To gain critical insight on the inevitable regrowth of GBM cell populations following radiation treatment, we shifted focus to the examination of long-term response by measuring the proliferative capacity and molecular modulation of the surviving irradiated cells and their progeny over extended post-irradiation periods. To this end, GBM cells, irradiated with 0, 8 or 16Gy, were cultured and counted every 4 to 5 days for up to 90 days (Fig 1C). At 4 and 8 days after irradiation, decreased population growth was again clearly evident in the 8Gy and 16Gy samples. Yet, strikingly, after approximately one week the 8Gy samples recovered their original proliferative capacity and exhibited the population doubling time of the pre-irradiated population. Similarly, although the proliferative capacity of the 16Gy irradiated samples (with 0.009% survival), decreased for up to three weeks post-irradiation (days 4 to 20), the population self-restored its apparent full proliferative capacity and also achieved a growth rate comparable to that of the pre-irradiated GBM cell population. These irradiated populations maintained this restored pre-irradiated growth rate for the duration of the time measured, three months. Notably, these results suggest that the large cytotoxic selection pressures, exerted on GBM cell populations due to exposure to high doses of IR, fail to significantly alter the intrinsic growth dynamics of the recurrent GBM cell population over the long run (as measured in vitro). Such findings highlight the need to fully understand such tumor population-level restorative mechanisms that can compensate for, and thereby rival, the cell-level killing action of irradiation.

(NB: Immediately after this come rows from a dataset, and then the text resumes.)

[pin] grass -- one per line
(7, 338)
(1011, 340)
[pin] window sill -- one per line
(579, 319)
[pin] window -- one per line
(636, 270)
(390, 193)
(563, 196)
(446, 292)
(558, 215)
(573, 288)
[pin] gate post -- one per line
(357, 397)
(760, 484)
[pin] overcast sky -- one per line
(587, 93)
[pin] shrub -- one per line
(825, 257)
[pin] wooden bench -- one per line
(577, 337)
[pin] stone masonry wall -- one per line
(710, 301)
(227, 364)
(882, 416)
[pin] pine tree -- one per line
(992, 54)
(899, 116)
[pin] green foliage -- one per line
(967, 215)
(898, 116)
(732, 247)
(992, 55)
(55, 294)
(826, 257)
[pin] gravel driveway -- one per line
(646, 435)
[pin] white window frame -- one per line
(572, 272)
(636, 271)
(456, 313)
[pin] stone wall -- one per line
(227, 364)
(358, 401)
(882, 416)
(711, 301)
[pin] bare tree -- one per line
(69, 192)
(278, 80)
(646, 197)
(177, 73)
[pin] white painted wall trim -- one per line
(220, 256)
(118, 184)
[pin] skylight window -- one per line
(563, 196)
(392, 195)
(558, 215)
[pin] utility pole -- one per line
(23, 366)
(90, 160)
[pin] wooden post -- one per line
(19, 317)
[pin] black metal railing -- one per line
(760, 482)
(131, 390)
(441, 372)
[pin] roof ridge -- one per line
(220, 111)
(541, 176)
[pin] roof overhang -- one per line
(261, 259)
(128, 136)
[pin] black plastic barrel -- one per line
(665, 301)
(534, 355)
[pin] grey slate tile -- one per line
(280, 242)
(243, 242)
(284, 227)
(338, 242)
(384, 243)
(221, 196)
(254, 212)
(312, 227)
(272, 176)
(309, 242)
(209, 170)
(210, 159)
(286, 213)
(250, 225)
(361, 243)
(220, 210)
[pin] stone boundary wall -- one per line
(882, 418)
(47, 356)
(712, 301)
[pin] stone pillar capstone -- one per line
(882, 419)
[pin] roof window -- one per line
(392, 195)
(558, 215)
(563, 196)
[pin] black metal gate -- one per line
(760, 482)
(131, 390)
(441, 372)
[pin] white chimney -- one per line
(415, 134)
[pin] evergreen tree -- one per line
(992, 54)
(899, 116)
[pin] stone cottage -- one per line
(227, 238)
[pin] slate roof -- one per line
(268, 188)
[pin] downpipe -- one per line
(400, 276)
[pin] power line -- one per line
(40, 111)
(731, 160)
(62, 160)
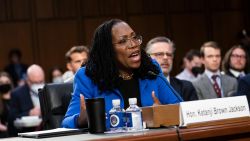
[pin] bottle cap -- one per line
(132, 101)
(116, 102)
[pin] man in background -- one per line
(24, 99)
(236, 62)
(16, 69)
(192, 66)
(75, 57)
(162, 50)
(213, 84)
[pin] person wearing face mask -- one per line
(193, 66)
(5, 87)
(56, 75)
(162, 50)
(24, 99)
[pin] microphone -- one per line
(170, 87)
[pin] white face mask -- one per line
(34, 87)
(57, 79)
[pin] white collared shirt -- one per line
(218, 79)
(186, 75)
(237, 73)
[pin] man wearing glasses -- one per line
(236, 62)
(162, 50)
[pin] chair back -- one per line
(54, 100)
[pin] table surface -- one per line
(235, 130)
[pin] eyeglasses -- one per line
(238, 56)
(161, 54)
(137, 39)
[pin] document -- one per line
(52, 133)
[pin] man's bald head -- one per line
(35, 74)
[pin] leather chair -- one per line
(54, 100)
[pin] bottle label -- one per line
(117, 120)
(134, 120)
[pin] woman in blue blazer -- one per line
(118, 68)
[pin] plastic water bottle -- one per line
(117, 117)
(134, 116)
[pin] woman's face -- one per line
(127, 47)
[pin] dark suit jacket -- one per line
(204, 87)
(244, 87)
(20, 104)
(184, 88)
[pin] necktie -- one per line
(216, 86)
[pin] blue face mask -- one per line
(57, 79)
(34, 87)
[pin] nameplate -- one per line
(213, 109)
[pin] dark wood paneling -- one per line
(90, 25)
(226, 25)
(20, 9)
(65, 8)
(55, 39)
(3, 10)
(189, 31)
(110, 7)
(90, 8)
(148, 26)
(15, 35)
(44, 9)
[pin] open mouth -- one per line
(135, 56)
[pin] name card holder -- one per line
(214, 111)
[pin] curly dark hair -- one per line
(101, 66)
(226, 59)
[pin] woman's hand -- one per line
(155, 99)
(82, 120)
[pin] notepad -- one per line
(52, 133)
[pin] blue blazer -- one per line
(84, 85)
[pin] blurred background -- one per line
(44, 30)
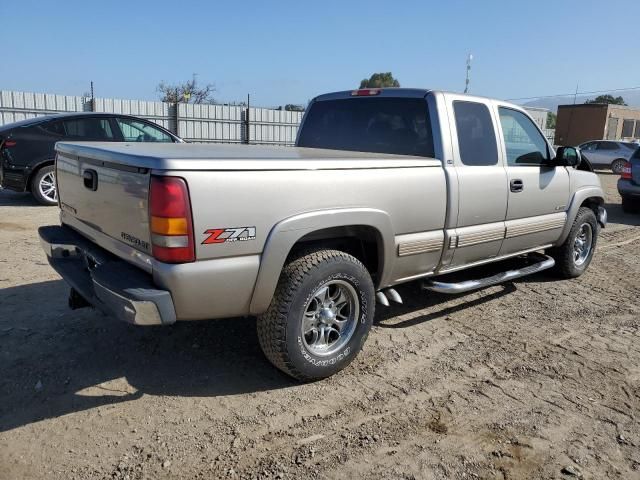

To contrast these findings with in vivo growth dynamics of the viable progeny from the irradiated GBM cell population, a tumor xenograft model was established. U87-MG cell populations were irradiated ex vivo with 0, 8, 12 or 16Gy at 24 hours prior to the implantation of the equivalent numbers of viable cells for each condition. This model allows direct time-dependent measurement of the tumor volume, as well as isolation of the radiation-response of the tumor cell population under investigation, without the confounding damage to the surrounding normal tissue as is unavoidable when irradiating tumors in situ (e.g. tumor bed effect). This permitted our observation of changes emanating directly from the irradiated GBM cell population, along with facilitating the integration in vivo responses with an ex vivo radiation, which complements the parallel in vitro studies. Tumor formation was observed in 7 of 7 mice for GBM cells irradiated with 0Gy, 4 of 8 mice for cells irradiated with 8Gy, 4 of 7 mice for cells irradiated with 12Gy and 1 of 10 mice for cells irradiated with 16Gy (Fig 1D). In contrast to the restoration of population growth rates demonstrated for the these same cells in vitro, following an initial period of growth inhibition post-irradiation, fitting the individual in vivo exponential growth rates above 200mm3 tumor volumes demonstrated a statistically significant decrease in the growth potential of the irradiated population occurred with dose (Fig 1F). The noteworthy discrepancy, between the in vitro and in vivo population growth rate data post-irradiation, demonstrates the in vivo host system critically modulates the intrinsic proliferative potential of the surviving GBM cells, resulting in this case in a significantly reduced capacity for in vivo regrowth as compared to that of the control 0Gy tumor population.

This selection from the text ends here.